American Realist Novelist, Literary Critic

Country:United States

Lifetime: 1837 - 1920 Passed: ≈ 102 years ago

William Dean Howells was an American realist novelist, literary critic, and playwright, nicknamed "The Dean of American Letters". He was particularly known for his tenure as editor of The Atlantic Monthly, as well as for his own prolific writings, including the Christmas story "Christmas Every Day" and the novels The Rise of Silas Lapham and A Traveler from Altruria.  

  
William Dean Howells was born on March 1, 1837, in Martinsville, Ohio (now known as Martins Ferry, Ohio), to William Cooper Howells and Mary Dean Howells, the second of eight children.  He began at an early age to help his father with typesetting and printing work, a job known at the time as a printer's devil. In 1852, his father arranged to have one of his poems published in the Ohio State Journal without telling him.  

  

In 1856, Howells was elected as a clerk in the State House of Representatives. In 1858, he began to work at the Ohio State Journal where he wrote poetry and short stories, and also translated pieces from French, Spanish, and German.  

  

The Howells returned to America in 1865 and settled in Cambridge, Massachusetts.
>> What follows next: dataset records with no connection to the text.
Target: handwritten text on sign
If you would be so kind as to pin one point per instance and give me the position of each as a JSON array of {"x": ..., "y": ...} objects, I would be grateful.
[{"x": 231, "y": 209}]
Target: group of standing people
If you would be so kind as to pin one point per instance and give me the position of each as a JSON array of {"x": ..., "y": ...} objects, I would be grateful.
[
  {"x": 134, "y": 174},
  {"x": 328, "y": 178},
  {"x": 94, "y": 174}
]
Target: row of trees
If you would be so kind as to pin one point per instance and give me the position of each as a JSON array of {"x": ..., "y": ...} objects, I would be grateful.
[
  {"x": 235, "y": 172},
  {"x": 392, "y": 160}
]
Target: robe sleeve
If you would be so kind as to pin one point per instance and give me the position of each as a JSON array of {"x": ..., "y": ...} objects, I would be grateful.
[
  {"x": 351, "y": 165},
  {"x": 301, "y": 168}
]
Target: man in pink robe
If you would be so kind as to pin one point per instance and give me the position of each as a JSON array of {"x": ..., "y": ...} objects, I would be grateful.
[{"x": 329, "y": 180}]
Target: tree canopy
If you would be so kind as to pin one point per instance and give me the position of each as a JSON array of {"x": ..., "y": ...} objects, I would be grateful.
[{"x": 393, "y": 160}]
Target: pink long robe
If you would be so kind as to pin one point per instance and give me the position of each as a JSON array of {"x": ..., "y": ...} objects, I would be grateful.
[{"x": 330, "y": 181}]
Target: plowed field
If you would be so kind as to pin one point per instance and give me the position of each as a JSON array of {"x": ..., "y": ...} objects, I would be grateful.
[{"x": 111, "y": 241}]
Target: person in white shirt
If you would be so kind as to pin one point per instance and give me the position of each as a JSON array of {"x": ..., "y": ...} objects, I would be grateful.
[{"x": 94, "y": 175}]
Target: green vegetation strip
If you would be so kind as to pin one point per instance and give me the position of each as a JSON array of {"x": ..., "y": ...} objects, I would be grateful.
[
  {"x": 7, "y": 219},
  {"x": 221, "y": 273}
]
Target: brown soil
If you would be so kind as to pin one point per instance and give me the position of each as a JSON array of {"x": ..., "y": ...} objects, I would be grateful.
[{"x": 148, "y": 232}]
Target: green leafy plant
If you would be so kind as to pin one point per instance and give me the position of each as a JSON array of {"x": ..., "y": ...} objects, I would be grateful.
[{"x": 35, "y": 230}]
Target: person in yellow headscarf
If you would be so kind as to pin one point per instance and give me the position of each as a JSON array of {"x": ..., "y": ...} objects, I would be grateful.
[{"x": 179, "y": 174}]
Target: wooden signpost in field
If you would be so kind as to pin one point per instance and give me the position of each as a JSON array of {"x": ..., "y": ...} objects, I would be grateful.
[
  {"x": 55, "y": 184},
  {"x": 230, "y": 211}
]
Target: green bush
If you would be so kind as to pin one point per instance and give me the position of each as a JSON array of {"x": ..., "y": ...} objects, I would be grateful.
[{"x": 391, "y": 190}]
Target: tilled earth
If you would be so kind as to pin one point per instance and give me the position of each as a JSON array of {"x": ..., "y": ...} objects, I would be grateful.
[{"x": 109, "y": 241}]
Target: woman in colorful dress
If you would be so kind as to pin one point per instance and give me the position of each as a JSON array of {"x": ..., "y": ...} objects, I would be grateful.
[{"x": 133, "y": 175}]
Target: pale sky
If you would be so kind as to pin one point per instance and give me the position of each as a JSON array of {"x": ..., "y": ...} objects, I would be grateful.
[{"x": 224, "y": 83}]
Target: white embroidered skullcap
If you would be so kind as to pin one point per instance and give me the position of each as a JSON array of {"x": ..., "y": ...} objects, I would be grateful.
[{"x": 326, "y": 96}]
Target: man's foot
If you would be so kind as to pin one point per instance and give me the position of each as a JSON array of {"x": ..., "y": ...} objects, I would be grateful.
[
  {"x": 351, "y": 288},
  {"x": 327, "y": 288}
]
He wrote for various magazines, including The Atlantic Monthly and Harper's Magazine. In January 1866, James Fields offered him a position as assistant editor at The Atlantic Monthly; he accepted after successfully negotiating for a higher salary, though he was frustrated by Fields' close supervision.  

  

Howells was made editor in 1871, after five years as assistant editor, and he remained in this position until 1881. In 1869, he met Mark Twain with whom he formed a longtime friendship. But his relationship with journalist Jonathan Baxter Harrison was more important for the development of his literary style and his advocacy of Realism. Harrison wrote a series of articles for The Atlantic Monthly during the 1870s on the lives of ordinary Americans. Howells gave a series of twelve lectures on "Italian Poets of Our Century" for the Lowell Institute during its 1870-71 season.  

  

In February 1910, Elinor Howells began using morphine to treat her worsening neuritis. She died on May 6, a few days after her birthday, and only two weeks after the death of Howells's friend Mark Twain. Henry James offered his condolences, writing, "I think of this laceration of your life with an infinite sense of all it will mean for you". Howells and his daughter Mildred decided to spend part of the year in their Cambridge home on Concord Avenue; though, without Elinor, they found it "dreadful in its ghostliness and ghastliness".  

  

Howells died in his sleep shortly after midnight on May 11, 1920, and was buried in Cambridge, Massachusetts. Eight years later his daughter published his correspondence as a biography of his literary life.